Annoncée la semaine dernière, la mise en place de la Commission européenne est pour le moment suspendue au succès des Commissaires-désignés lors de leurs auditions par les Commissions compétentes du Parlement européen.
- Pour le moment, les observateurs spéculent sur cette architecture nouvelle et un peu étrange, faite de titres baroques (“preparedness” à la place de “social and jobs” déplore ainsi l’ancien Commissaires aux affaires sociales), d’associations nouvelles (Concurrence et Climat) avec des Vice-Présidences exécutives mais des recommandations qui insistent sur la collégialité, et des compétences clés (marché intérieur, climat, fiscalité, industrie défense, etc.) réparties entre plusieurs portefeuilles.
- Parmi les grandes nouveautés : un Commissaire à la Défense, le Lituanien Andrius Kubilius – qui devra lui aussi convaincre le Parlement européen.
- La création de cette commission symbolise le basculement politique au sein des Etats membres de l’UE, suite à l’agression russe sur l’Ukraine.
- Réalisant que l’UE n’était plus adaptée aux transformations d’un monde de plus en plus belliqueux, l’idée d’une commission Défense spécifique a été largement partagée, que ce soient par les décideurs politiques ou par le monde académique et les experts.
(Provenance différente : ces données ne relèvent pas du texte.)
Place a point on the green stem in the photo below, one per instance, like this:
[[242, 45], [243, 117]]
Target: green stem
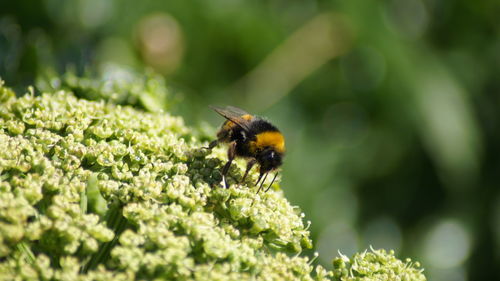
[[23, 247], [117, 223]]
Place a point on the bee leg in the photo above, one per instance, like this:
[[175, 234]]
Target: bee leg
[[231, 153], [271, 182], [211, 145], [262, 183], [249, 166]]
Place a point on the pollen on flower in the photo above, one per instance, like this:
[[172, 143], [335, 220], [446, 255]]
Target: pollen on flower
[[92, 190]]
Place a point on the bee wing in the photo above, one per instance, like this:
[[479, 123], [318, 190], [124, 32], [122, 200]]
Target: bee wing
[[233, 114]]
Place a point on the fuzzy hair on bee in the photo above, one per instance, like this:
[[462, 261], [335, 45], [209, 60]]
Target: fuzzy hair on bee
[[252, 138]]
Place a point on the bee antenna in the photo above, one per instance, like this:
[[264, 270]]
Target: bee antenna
[[275, 175], [262, 183]]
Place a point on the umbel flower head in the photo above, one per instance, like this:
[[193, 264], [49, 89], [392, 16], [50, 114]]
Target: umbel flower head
[[92, 190]]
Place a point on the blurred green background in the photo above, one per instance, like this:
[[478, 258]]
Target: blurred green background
[[390, 108]]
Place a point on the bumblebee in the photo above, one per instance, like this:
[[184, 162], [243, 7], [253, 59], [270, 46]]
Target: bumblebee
[[252, 138]]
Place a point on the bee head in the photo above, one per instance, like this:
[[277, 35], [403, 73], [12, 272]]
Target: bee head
[[269, 160]]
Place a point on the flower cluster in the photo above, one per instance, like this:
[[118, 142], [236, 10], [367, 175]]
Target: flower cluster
[[376, 265], [92, 190]]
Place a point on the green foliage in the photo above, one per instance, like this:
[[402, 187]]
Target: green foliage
[[376, 265], [91, 190]]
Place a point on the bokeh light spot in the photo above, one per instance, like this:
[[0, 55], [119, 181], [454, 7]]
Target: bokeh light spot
[[447, 244], [382, 232], [160, 41]]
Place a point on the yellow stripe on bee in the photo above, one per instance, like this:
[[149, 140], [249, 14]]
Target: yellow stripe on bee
[[270, 139], [230, 124]]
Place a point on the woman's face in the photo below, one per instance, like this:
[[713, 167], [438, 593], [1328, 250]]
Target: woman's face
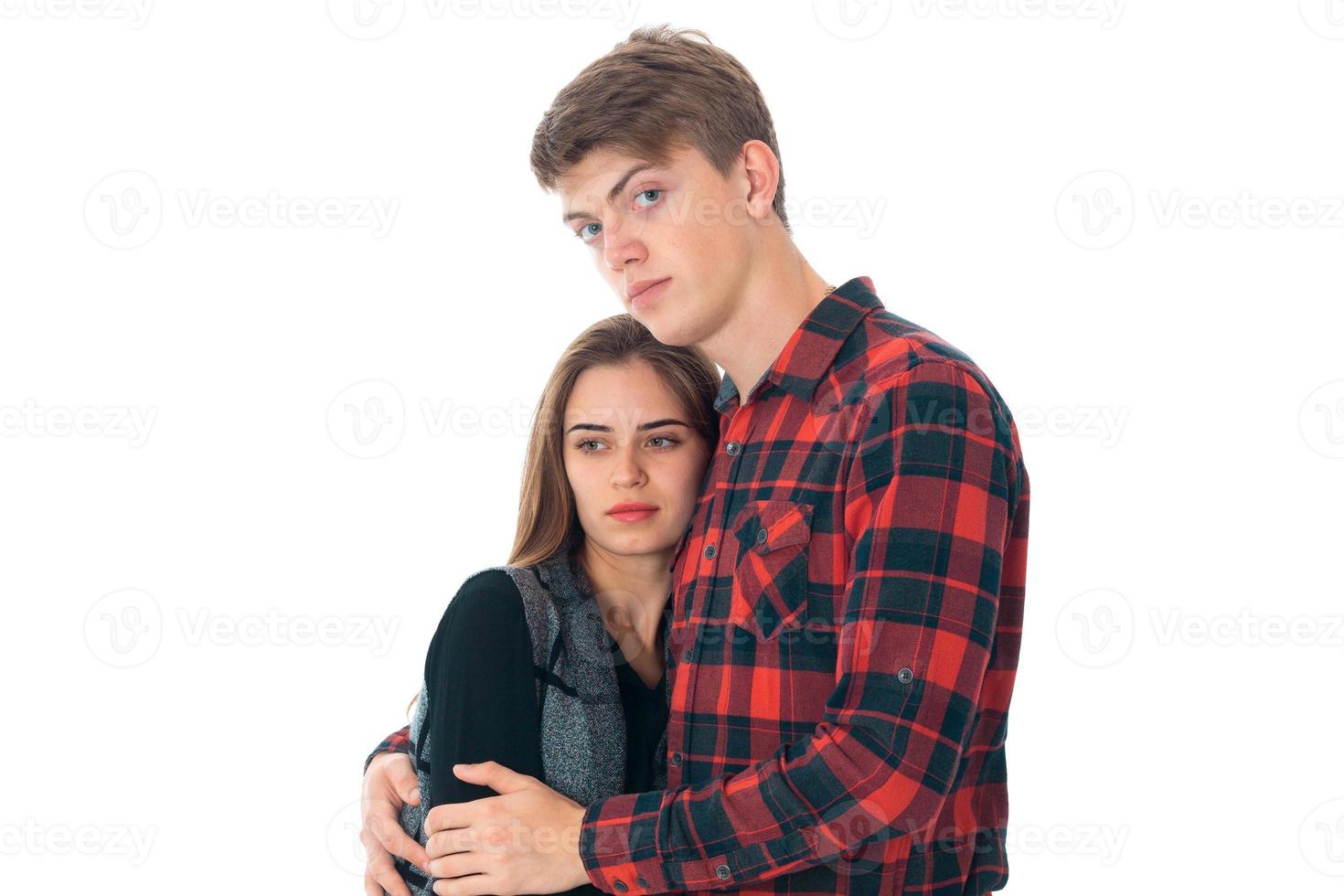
[[628, 443]]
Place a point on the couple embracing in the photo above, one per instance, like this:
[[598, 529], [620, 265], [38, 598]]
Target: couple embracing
[[755, 633]]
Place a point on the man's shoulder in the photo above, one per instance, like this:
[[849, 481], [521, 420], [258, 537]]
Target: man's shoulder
[[887, 351]]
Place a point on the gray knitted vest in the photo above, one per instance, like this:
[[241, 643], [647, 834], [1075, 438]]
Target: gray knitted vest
[[582, 720]]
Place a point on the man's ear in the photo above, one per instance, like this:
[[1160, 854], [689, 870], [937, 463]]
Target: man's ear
[[763, 172]]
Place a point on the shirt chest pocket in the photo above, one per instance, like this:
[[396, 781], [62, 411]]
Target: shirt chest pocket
[[771, 577]]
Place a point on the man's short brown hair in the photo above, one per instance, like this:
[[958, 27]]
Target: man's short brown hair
[[659, 89]]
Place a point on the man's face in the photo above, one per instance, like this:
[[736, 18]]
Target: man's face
[[680, 226]]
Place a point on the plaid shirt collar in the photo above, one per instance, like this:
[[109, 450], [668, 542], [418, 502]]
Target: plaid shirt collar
[[809, 354]]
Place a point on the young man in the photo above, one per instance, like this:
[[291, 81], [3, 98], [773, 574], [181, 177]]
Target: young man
[[848, 597]]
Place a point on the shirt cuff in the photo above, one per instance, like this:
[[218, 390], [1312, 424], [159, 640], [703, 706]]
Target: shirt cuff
[[618, 849]]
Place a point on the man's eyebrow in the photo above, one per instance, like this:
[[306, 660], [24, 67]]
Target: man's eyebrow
[[614, 191], [652, 425]]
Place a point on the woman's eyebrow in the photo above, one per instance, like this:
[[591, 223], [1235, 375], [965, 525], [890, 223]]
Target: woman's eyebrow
[[654, 425]]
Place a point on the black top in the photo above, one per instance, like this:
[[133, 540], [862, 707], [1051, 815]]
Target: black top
[[481, 687]]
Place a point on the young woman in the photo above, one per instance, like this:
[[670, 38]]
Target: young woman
[[554, 666]]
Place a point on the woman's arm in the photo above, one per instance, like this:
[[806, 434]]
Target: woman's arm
[[481, 688]]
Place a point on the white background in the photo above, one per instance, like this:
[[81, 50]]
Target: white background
[[1129, 214]]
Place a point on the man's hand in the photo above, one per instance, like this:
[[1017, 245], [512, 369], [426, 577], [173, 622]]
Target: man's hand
[[523, 841], [389, 784]]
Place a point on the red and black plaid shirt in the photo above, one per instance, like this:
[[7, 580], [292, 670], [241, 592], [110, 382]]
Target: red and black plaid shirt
[[847, 617]]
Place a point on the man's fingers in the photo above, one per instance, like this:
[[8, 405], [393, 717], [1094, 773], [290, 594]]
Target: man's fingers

- Néanmoins, demeurent le sujet de son portefeuille et de l’orientation de cette commission. Carnegie se demande par exemple si cela suffira à résoudre la fragmentation de l’industrie européenne de défense.
- Un problème structurel déjà souligné par le rapport Draghi (cf. EIH 16/9/24).
- Avant la nomination des commissaires européens, le programme politique présentée par Ursula von der Leyen en juillet dernier donnait déjà de grandes indications sur le futur de l’Europe de la défense et sur les tâches qui incomberaient à la fraîche commission Défense.
- Comme une introduction à un futur “livre blanc européen sur la défense de l’UE”, les quelques pages relatives à ce sujet mettaient en avant les principales priorités de la défense européenne : soutien à l’Ukraine, renforcement de la coopération UE-OTAN, investissements massifs dans l’industrie de défense, meilleure intégration des programmes industriels de défense.
- Ce seront les principales missions de la nouvelle commission Défense, énoncées dans la lettre de mission de von der Leyen adressée à Kubilius.
- Côté Parlement européen, la promotion de l’ancienne sous-comission Sécurité et Défense (SEDE), présidée par Marie-Agnes Strack-Zimmerman (DE-Ren) en Commission Défense à part entière (donc dotée de compétences législatives) devrait avoir lieu cet automne.
- Mais le périmètre et les missions doivent encore être clarifiés au cours des négociations entre groupes politiques..
- Ainsi, le groupe PPE a par exemple indexé cette valorisation de la Défense à une revalorisation de la sous-commission des Droits de l’Homme.
- L’un des principaux sujets est le partage des compétences avec la commission Industrie, Recherche et Energie (ITRE). Qui doit mettre en œuvre la politique industrielle de la défense ? Ancienne présidente de SEDE (2019-2024), Nathalie Loiseau (FR-Ren) considère que l’industrie de défense avait besoin d’une approche spécifique, à rebours de Christian Ehler (DE-PPE) qui craint que l’expertise des membres de l’ITRE soit exclue de la politique industrielle de défense.
- Une fois son portefeuille défini, l’une des principales missions de la nouvelle commission sera de promouvoir EDIP, le programme visant à stimuler la modernisation et l’extension de l’industrie de défense européenne.
- Même si ce programme semble faire l’objet d’un consensus, dans le détail, un véritable bras de fer a lieu entre les différentes conceptions de la notion d’autonomie stratégique, selon qu’on soit français, allemand ou polonais.
- La tâche d’Andrius Kubilius s’annonce donc cruciale et immense, la défense étant l’un des domaines sur lequel les Etats membres répugnent à perdre une partie de leur souveraineté.